Franklin D. Sherwood (December 25, 1841 in Wheeler, Steuben County, New York – September 14, 1907 in Hornell, Steuben Co., NY) was an American politician from New York.

==Life==
He attended the common schools, Lima Academy, and Alfred University. In 1870, he removed to Hornellsville, and engaged in mercantile and manufacturing pursuits.

He was Sheriff of Steuben County from 1877 to 1879.
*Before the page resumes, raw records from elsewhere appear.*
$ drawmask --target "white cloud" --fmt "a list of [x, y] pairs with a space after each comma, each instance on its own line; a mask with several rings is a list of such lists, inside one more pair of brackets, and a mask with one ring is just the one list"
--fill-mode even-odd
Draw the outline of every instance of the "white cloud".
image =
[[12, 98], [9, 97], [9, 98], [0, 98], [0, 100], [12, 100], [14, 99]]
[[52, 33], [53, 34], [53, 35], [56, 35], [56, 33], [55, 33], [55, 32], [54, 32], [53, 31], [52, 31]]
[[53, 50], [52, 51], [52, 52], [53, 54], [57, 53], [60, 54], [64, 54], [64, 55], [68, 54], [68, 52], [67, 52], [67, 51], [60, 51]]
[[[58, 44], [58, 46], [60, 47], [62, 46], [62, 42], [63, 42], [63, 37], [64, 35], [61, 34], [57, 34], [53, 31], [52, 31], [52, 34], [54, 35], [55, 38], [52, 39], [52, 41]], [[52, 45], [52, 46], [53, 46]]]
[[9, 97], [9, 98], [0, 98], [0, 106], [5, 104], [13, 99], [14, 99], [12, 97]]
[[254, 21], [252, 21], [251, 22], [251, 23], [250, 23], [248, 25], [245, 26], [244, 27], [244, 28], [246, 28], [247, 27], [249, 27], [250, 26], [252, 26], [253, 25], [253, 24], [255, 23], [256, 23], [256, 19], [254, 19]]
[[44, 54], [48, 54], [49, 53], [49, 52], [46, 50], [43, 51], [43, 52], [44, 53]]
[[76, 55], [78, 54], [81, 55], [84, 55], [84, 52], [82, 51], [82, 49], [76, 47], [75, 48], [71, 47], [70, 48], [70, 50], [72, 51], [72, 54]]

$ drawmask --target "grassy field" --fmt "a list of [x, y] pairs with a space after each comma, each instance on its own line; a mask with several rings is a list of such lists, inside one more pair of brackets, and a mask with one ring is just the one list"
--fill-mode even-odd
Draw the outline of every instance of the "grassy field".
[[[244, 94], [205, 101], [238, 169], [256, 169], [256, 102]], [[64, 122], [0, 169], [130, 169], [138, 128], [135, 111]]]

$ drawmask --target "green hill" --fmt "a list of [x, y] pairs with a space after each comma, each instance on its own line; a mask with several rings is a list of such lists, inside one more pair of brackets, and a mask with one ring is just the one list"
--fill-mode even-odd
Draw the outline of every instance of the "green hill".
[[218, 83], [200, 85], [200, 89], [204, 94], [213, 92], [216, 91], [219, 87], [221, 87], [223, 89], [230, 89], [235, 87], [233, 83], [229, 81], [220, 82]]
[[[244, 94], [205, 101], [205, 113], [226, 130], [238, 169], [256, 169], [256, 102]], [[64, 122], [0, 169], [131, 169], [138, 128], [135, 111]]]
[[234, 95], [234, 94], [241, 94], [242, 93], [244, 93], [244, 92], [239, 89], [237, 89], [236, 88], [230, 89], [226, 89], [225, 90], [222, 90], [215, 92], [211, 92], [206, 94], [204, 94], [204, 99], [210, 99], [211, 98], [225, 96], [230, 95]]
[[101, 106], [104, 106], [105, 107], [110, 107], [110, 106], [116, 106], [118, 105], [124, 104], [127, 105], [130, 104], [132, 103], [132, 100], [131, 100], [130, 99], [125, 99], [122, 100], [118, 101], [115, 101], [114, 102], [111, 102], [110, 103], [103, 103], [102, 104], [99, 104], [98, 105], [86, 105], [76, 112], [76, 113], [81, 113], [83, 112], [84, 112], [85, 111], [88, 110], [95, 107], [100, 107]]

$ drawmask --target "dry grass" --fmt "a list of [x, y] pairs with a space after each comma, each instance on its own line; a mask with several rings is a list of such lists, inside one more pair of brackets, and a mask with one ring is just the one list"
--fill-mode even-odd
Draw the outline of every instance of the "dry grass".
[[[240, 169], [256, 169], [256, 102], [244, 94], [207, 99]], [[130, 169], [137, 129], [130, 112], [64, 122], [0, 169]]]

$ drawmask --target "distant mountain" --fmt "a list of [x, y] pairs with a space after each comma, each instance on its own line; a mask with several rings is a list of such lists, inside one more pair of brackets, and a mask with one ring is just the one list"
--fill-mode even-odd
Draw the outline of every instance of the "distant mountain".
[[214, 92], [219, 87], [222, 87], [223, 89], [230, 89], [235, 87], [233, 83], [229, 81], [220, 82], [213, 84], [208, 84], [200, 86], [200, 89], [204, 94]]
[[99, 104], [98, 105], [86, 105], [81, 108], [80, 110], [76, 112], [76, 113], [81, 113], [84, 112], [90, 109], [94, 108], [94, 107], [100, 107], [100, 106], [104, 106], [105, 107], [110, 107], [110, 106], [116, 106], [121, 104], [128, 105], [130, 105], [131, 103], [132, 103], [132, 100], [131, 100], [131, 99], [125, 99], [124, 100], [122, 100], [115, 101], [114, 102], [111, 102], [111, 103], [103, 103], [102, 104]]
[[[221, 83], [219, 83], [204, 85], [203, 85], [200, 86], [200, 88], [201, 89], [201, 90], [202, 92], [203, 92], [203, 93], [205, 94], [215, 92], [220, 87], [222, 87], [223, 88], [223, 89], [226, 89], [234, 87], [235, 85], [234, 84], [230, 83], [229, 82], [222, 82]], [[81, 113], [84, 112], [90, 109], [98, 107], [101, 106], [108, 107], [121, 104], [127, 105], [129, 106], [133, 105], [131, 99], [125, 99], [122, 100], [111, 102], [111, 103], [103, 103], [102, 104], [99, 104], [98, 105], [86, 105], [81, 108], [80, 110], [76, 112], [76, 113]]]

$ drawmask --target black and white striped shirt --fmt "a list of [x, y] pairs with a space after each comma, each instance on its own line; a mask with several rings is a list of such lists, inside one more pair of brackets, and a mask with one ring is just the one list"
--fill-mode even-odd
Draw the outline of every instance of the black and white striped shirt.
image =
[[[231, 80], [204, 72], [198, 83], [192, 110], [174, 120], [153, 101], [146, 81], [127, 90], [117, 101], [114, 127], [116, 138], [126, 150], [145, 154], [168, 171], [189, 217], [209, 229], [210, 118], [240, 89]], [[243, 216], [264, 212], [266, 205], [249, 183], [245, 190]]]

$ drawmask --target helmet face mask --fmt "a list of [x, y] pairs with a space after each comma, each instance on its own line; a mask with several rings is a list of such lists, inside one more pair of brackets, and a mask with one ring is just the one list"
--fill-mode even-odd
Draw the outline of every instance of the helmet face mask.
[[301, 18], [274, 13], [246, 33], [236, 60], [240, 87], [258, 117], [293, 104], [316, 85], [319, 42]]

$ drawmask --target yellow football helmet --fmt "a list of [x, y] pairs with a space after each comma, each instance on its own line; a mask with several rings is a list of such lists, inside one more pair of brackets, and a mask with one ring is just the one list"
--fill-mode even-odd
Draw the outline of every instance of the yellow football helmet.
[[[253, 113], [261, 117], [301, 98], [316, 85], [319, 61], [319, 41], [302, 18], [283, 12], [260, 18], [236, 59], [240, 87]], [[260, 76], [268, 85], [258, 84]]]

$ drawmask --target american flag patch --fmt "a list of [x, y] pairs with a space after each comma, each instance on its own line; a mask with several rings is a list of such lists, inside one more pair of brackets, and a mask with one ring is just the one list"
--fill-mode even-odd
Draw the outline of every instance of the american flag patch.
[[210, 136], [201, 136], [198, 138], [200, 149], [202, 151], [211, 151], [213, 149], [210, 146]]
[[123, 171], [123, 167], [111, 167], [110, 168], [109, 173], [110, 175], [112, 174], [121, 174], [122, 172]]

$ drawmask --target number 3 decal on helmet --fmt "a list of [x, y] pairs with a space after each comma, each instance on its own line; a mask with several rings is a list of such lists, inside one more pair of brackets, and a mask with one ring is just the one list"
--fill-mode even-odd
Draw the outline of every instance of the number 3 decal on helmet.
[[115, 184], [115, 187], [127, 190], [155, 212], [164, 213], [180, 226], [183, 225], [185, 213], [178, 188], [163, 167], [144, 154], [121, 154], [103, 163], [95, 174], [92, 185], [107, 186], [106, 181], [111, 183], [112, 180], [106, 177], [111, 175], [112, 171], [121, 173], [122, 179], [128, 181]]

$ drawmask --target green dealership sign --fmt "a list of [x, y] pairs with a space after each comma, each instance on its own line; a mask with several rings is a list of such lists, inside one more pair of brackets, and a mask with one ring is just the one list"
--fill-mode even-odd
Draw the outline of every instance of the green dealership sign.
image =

In November 1891, he was elected to the State Senate, but his Democratic opponent Charles E. Walker contested the election in the courts. Sherwood was at the time of election a member of the Board of Park Commissioners of the City of Hornellsville, and was ultimately declared ineligible by the New York Court of Appeals under Section 3, Article VIII, of the State Constitution. The Board of State Canvassers refused to declare any candidate elected, leaving it to the State Senate to decide how to proceed, and Walker was seated at the beginning of the session of the 115th New York State Legislature by a vote of the Democratic majority of the Senate.

Sherwood was a delegate to the 1892 Republican National Convention and a presidential elector in the 1896 and 1900 presidential elections.

Sherwood was a member of the New York State Senate (41st D.) from 1899 to 1904, sitting in the 122nd, 123rd, 124th, 125th, 126th and 127th New York State Legislatures.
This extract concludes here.